Calder-Picasso connections are thin in San Francisco show

The De Young’s current exhibition, comparing the work of the two Modern artists, is not a perfect coupling

Installation view of 'Calder-Picasso' at the de Young Museum Photo: Gary Sexton, courtesy of the Fine Arts Museums of San Francisco © 2021 Calder Foundation, New York / Artists Rights Society (ARS), New York

Installation view of 'Calder-Picasso' at the de Young Museum Photo: Gary Sexton, courtesy of the Fine Arts Museums of San Francisco © 2021 Calder Foundation, New York / Artists Rights Society (ARS), New York

Not all two-artist shows are a perfect coupling. The current Calder-Picasso exhibition at the De Young Museum in San Francisco, for example, offers only a faint echo of the revelations provided by Calder Miro at the Phillips Collection in Washington, DC in 2004 (co-organised with the Fondation Beyeler in Basel), although a number of significant pieces by Calder appeared in both. But then, the respective artists’ relationships with each other might explain the disparity in depth between the two projects.

Alexander Calder (1898-1976) and Joan Miro (1893-1983) began a lifelong friendship and correspondence from their first meeting in 1928. Calder and Pablo Picasso (1881-1973), though long aware of and mostly appreciative of one another's work, met only four times. The guiding spirits of the De Young’s exhibition—the artists’ grandsons, Alexander S.C. Rower and Bernard Ruiz Picasso—effortfully seek some new common ground in a dialogue printed in the catalogue. But the works on view make a far less convincing, observable case for cross-fertilisation.

Both Calder and Picasso delighted in the circus, for example, and each responded to it in his work. But placing Calder’s twisted wire Acrobats (1929) alongside Picasso's painting Acrobate (Acrobat) (1930) contrasts far more than it draws close the two artists’ modes of thinking and making. Careful viewers will notice a label’s false claim that a single unbroken line defines the splay of Picasso’s wildly disfigured nude. And those conversant with Picasso's work will know how much more the play of distortion in the painting flows from deeper currents in his own art than from any resonance with Calder’s.

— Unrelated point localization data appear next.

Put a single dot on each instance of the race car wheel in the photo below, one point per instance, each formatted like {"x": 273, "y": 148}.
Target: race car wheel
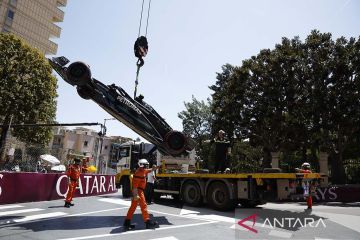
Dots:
{"x": 175, "y": 142}
{"x": 78, "y": 73}
{"x": 84, "y": 93}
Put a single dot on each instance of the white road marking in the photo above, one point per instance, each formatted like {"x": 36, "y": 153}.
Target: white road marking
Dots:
{"x": 116, "y": 201}
{"x": 136, "y": 231}
{"x": 12, "y": 222}
{"x": 20, "y": 211}
{"x": 40, "y": 216}
{"x": 85, "y": 213}
{"x": 346, "y": 220}
{"x": 281, "y": 234}
{"x": 186, "y": 211}
{"x": 9, "y": 206}
{"x": 165, "y": 238}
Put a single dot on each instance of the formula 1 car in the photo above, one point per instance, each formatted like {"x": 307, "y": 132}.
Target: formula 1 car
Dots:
{"x": 134, "y": 113}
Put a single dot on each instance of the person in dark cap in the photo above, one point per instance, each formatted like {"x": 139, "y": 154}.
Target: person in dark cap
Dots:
{"x": 73, "y": 173}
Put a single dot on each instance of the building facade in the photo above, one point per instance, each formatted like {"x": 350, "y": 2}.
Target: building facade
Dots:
{"x": 85, "y": 142}
{"x": 34, "y": 21}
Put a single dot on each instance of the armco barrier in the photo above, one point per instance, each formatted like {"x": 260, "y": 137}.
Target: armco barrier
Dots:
{"x": 32, "y": 187}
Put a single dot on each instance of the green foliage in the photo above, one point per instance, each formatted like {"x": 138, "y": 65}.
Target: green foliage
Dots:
{"x": 196, "y": 121}
{"x": 245, "y": 158}
{"x": 27, "y": 89}
{"x": 297, "y": 97}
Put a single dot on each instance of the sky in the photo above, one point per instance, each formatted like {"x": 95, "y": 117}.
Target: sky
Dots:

Alexander Calder, Acrobat (1929), and Pablo Picasso, Acrobat (Acrobate) (1930) Photo: courtesy of the Fine Arts Museums of San Francisco, and Fundación Almine y Bernard Ruiz-Picasso para el Arte, Madrid. © 2020 Estate of Pablo Picasso / Artists Rights Society (ARS), New York. Photo © FABA, Hugard & Vanoverschelde

A couple of items presented confirm that Picasso casually tried his hand at wire work. But as soon as Calder took to the air with dangling, open, wire-contoured portrait heads, precursors of the mobiles, he left even Picasso’s graphic fluency looking sluggish and plane-bound. And those who saw the San Francisco Museum of Modern Art's grand 1998 presentation of Alexander Calder 1898-1976 (a collaboration with the National Gallery of Art in Washington, DC) will feel stinted here by the exclusion of all but one hanging wire portrait: Medusa (around 1930).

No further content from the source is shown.